Reputation: 13
My Perl skills are pretty rudimentary and I'm trying to convert dates in a data file loaded in a scalar variable to a four digit year using a regular expression substitution (among other things).
I've got the following to work to add a 20 to all years.
$data00 =~ s/^D(\d{2})\/(\d{2})\/(\d{2})\n/D$1\/$2\/20$3\n/gm;
However, the dates include those before 2000.
While searching for a solution I ran across the /e option which said that it evaluates the replacement as Perl code. However I don't find it listed in all the documentation I've run across and I'm not sure what the syntax would be.

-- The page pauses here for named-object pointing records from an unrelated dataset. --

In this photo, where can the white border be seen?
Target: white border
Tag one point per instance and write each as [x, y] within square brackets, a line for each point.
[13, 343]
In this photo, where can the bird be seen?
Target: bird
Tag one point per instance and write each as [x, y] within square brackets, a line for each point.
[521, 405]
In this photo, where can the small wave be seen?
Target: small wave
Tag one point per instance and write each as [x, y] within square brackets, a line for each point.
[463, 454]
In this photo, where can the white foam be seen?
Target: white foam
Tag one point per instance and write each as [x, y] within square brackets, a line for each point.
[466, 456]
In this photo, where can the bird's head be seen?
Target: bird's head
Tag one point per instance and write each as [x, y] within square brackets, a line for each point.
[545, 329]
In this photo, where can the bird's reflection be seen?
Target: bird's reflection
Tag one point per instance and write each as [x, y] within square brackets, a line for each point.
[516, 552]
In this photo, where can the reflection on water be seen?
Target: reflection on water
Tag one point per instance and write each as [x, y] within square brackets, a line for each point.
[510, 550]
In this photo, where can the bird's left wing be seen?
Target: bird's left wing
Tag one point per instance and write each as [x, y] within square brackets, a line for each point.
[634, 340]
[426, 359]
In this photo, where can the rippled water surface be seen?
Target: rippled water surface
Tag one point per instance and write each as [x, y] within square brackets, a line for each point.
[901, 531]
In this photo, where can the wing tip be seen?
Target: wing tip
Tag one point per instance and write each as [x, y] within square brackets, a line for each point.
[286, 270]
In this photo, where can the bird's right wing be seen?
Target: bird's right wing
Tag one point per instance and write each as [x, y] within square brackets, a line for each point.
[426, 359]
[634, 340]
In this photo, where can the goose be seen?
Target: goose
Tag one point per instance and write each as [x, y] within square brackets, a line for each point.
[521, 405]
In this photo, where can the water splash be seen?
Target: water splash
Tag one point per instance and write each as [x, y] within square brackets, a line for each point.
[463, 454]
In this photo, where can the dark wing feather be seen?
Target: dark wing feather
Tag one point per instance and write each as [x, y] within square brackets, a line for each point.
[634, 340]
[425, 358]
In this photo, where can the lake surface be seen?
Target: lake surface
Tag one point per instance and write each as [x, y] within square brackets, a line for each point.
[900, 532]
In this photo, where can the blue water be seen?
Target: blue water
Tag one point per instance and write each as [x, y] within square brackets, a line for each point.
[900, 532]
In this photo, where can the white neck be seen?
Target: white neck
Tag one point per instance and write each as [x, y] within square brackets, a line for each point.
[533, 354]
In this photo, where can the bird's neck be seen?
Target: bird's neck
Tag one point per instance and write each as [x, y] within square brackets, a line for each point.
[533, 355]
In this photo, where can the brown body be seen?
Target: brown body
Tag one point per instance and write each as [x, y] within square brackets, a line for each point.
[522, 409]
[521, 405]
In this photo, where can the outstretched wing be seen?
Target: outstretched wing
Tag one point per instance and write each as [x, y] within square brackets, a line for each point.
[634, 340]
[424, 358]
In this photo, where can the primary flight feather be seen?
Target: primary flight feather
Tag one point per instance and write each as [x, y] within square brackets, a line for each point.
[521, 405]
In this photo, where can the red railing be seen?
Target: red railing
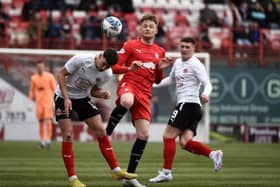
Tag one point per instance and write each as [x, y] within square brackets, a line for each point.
[266, 50]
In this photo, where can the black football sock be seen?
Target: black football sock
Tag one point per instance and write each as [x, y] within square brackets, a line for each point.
[116, 115]
[136, 154]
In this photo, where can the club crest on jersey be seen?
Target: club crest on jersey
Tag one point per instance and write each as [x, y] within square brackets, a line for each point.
[122, 51]
[149, 65]
[98, 79]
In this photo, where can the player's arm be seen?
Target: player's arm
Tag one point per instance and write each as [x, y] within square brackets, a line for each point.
[53, 83]
[62, 84]
[32, 89]
[205, 81]
[124, 55]
[98, 92]
[167, 80]
[165, 63]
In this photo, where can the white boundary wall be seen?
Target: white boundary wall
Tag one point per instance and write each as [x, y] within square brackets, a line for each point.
[27, 129]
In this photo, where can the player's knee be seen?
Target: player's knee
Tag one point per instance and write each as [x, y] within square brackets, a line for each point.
[68, 136]
[127, 103]
[143, 135]
[183, 142]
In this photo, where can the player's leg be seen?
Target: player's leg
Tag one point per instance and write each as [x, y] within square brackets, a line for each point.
[67, 152]
[124, 103]
[40, 117]
[142, 133]
[91, 115]
[192, 115]
[169, 150]
[199, 148]
[48, 116]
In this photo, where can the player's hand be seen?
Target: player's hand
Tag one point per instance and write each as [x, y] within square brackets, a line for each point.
[105, 94]
[204, 99]
[165, 63]
[136, 64]
[67, 106]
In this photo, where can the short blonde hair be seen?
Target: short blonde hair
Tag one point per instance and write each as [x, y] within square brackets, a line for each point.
[149, 17]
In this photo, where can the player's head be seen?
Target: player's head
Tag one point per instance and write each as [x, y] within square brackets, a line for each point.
[187, 47]
[107, 59]
[40, 67]
[148, 26]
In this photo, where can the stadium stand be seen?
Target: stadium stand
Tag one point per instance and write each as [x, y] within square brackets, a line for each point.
[223, 28]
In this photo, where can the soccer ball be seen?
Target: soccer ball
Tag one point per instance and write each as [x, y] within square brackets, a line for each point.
[111, 26]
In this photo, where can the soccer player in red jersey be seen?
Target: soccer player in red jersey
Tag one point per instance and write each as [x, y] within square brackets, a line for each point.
[141, 61]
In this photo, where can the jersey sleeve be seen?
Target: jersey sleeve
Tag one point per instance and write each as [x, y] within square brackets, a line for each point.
[73, 64]
[31, 94]
[124, 54]
[107, 75]
[52, 82]
[204, 78]
[159, 73]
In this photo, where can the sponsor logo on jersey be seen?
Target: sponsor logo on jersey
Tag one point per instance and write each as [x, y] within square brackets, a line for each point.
[149, 65]
[122, 51]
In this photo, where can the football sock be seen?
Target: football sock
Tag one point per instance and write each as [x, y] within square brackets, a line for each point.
[42, 131]
[68, 158]
[136, 154]
[107, 151]
[49, 130]
[116, 115]
[169, 152]
[197, 148]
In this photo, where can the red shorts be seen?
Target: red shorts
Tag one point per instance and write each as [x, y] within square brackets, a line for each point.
[44, 112]
[141, 108]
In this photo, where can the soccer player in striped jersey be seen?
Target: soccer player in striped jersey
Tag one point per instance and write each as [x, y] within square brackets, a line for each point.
[79, 79]
[42, 89]
[188, 73]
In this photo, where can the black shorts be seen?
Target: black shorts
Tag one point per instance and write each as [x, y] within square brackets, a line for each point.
[81, 109]
[186, 116]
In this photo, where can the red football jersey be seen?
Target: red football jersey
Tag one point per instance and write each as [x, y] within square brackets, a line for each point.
[150, 55]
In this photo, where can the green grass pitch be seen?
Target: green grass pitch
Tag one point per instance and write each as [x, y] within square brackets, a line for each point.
[23, 164]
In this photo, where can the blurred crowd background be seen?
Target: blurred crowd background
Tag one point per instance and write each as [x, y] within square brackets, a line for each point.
[223, 27]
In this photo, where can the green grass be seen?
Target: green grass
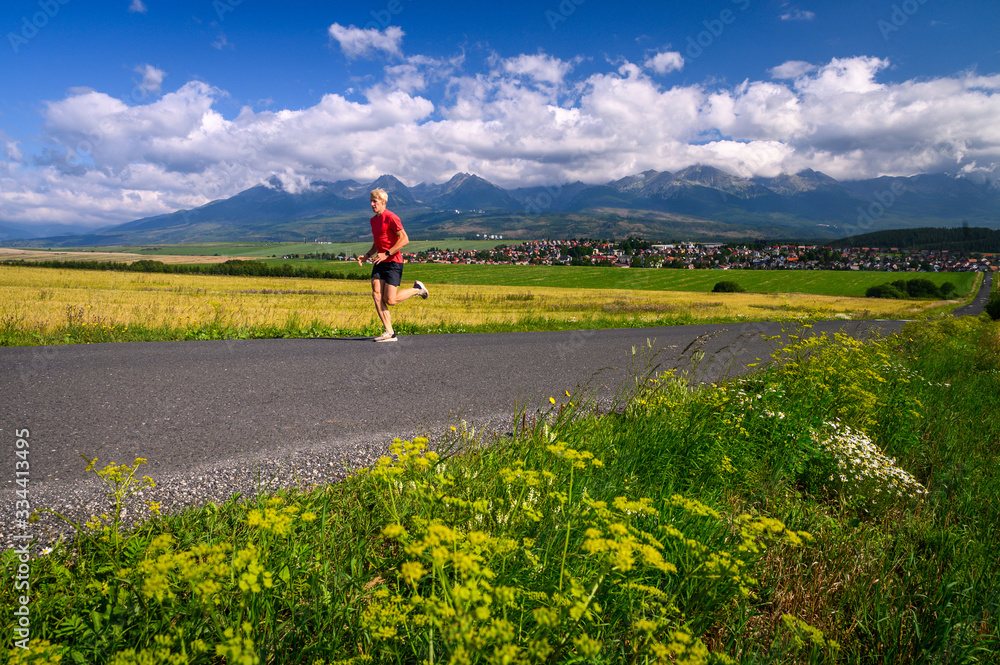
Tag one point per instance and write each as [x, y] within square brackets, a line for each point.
[672, 529]
[818, 282]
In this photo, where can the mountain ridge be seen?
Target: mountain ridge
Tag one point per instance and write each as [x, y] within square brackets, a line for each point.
[700, 200]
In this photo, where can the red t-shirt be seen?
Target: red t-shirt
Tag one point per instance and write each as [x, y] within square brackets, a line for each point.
[385, 231]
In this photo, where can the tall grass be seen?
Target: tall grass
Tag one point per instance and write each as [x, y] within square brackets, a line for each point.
[838, 506]
[50, 306]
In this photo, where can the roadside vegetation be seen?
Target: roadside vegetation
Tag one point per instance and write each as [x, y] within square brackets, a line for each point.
[839, 505]
[69, 306]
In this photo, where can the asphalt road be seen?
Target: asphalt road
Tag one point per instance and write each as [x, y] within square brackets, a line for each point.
[187, 405]
[975, 308]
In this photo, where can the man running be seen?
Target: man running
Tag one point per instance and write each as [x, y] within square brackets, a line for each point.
[387, 269]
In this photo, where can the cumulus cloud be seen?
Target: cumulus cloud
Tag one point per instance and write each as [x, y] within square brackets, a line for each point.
[792, 69]
[797, 15]
[540, 68]
[663, 63]
[113, 161]
[368, 42]
[152, 78]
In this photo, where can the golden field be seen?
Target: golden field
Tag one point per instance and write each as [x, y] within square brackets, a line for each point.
[46, 300]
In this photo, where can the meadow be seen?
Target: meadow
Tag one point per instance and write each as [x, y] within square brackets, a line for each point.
[838, 506]
[54, 306]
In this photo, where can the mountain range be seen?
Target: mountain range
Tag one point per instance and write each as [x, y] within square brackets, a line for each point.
[697, 203]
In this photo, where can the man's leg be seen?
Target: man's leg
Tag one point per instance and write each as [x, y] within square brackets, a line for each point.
[379, 293]
[402, 294]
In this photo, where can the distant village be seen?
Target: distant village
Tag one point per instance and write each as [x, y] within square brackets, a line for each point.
[638, 253]
[718, 256]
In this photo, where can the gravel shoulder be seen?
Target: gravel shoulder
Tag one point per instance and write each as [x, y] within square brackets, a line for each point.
[225, 417]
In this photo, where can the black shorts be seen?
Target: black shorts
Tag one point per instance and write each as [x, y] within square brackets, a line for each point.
[390, 272]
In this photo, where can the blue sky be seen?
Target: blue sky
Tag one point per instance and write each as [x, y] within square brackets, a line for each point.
[112, 111]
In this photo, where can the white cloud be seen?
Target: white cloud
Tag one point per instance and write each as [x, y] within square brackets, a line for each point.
[152, 78]
[114, 162]
[792, 69]
[663, 63]
[797, 15]
[367, 42]
[419, 71]
[540, 68]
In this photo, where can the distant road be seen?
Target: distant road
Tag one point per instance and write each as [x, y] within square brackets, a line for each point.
[186, 405]
[975, 308]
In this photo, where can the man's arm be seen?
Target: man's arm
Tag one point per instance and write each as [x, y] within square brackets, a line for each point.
[371, 252]
[402, 241]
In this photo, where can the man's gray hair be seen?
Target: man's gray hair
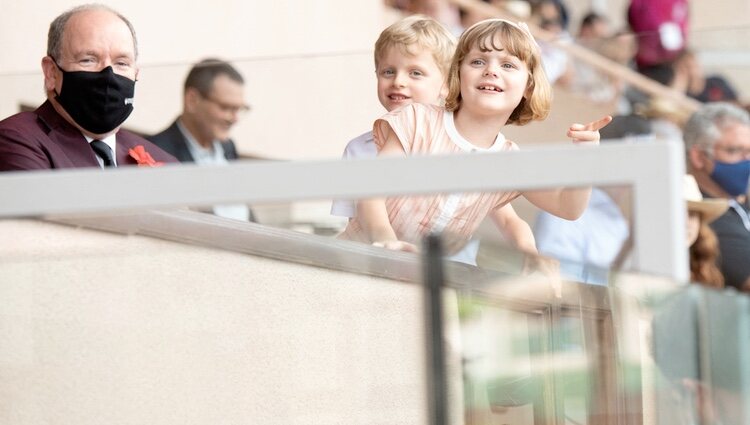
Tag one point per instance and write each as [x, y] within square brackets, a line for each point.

Is there a way to evaluate the $3 match and output 20 if $3 is less than 50 to make 2000 and 19 if not, to make 1997? I selected 50 because it seemed to be a safe middle ground.

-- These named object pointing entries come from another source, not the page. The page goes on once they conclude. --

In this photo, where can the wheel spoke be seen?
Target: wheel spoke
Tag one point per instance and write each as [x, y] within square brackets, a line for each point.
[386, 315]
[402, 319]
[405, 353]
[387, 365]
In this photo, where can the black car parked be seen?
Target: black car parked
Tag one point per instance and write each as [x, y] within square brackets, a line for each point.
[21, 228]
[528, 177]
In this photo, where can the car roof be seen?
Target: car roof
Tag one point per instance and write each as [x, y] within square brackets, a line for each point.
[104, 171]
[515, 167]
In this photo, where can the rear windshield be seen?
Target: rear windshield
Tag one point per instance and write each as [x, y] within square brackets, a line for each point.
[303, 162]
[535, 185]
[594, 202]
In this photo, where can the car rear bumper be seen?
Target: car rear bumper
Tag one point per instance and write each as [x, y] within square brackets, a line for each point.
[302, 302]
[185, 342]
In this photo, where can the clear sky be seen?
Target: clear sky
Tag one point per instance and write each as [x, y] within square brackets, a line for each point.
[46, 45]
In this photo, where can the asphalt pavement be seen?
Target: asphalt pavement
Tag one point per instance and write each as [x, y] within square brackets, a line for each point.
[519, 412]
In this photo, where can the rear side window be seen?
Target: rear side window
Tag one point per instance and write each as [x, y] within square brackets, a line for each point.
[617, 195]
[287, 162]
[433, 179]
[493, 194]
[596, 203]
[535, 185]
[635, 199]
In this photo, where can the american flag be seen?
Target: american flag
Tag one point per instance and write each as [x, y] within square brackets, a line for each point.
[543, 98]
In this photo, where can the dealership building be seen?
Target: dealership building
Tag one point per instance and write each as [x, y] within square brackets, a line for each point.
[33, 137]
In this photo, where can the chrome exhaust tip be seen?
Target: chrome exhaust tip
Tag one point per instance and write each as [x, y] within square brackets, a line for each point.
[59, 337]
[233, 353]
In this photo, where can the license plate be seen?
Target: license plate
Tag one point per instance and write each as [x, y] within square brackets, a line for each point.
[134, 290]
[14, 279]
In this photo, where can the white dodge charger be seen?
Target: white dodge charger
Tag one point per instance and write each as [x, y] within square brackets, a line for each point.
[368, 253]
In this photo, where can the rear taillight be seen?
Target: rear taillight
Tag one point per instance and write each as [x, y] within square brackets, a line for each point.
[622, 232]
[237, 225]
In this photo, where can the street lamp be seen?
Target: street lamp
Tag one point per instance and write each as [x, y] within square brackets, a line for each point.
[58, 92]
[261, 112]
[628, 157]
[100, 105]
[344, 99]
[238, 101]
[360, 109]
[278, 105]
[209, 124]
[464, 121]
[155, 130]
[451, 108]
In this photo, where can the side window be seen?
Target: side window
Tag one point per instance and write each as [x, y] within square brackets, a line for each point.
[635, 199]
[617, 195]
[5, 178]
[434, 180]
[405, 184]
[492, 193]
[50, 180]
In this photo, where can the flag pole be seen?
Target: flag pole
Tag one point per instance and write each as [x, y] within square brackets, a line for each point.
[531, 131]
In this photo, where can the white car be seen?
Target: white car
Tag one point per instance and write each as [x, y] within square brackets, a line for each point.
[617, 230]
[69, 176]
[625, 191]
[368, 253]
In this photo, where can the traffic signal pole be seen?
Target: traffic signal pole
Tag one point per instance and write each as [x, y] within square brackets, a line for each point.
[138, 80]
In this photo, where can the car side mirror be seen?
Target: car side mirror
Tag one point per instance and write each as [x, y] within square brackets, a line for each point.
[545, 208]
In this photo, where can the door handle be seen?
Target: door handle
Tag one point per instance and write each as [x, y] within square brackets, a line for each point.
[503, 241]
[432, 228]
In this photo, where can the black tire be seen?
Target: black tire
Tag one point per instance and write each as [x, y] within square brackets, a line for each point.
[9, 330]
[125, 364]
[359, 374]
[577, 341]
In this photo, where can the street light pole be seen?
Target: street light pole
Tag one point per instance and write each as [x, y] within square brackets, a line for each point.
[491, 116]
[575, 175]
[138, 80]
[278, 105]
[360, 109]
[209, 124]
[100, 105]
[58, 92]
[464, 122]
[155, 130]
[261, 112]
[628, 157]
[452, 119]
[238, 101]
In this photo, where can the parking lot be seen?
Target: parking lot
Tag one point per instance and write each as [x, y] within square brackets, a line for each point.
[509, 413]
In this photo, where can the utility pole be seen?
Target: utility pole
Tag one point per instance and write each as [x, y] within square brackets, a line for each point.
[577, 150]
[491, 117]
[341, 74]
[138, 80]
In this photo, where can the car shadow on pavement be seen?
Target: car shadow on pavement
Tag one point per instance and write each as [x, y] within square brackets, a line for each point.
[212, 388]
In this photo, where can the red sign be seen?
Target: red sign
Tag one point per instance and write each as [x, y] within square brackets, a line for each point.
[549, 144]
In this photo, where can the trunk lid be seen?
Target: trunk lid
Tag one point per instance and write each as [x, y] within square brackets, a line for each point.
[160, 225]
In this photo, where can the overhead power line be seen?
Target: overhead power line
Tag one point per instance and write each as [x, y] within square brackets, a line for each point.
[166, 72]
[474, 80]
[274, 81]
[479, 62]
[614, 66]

For illustration purposes though I know it's incorrect:
$data00 =~ s/^D(\d{2})\/(\d{2})\/(\d{2})\n/D$1\/$2\/(if($3<50)20 else 19)$3\n/eg;
Is the /e even appropriate in this case?
Line examples extracted from huge text file.
D04/07/97
D04/14/98
D10/06/99
D10/13/05
D03/04/10
D12/09/10
D01/20/11
D12/22/11
Upvotes: 1
Views: 640
Reputation: 69224
I'd use Time::Piece to do this. Use the strptime()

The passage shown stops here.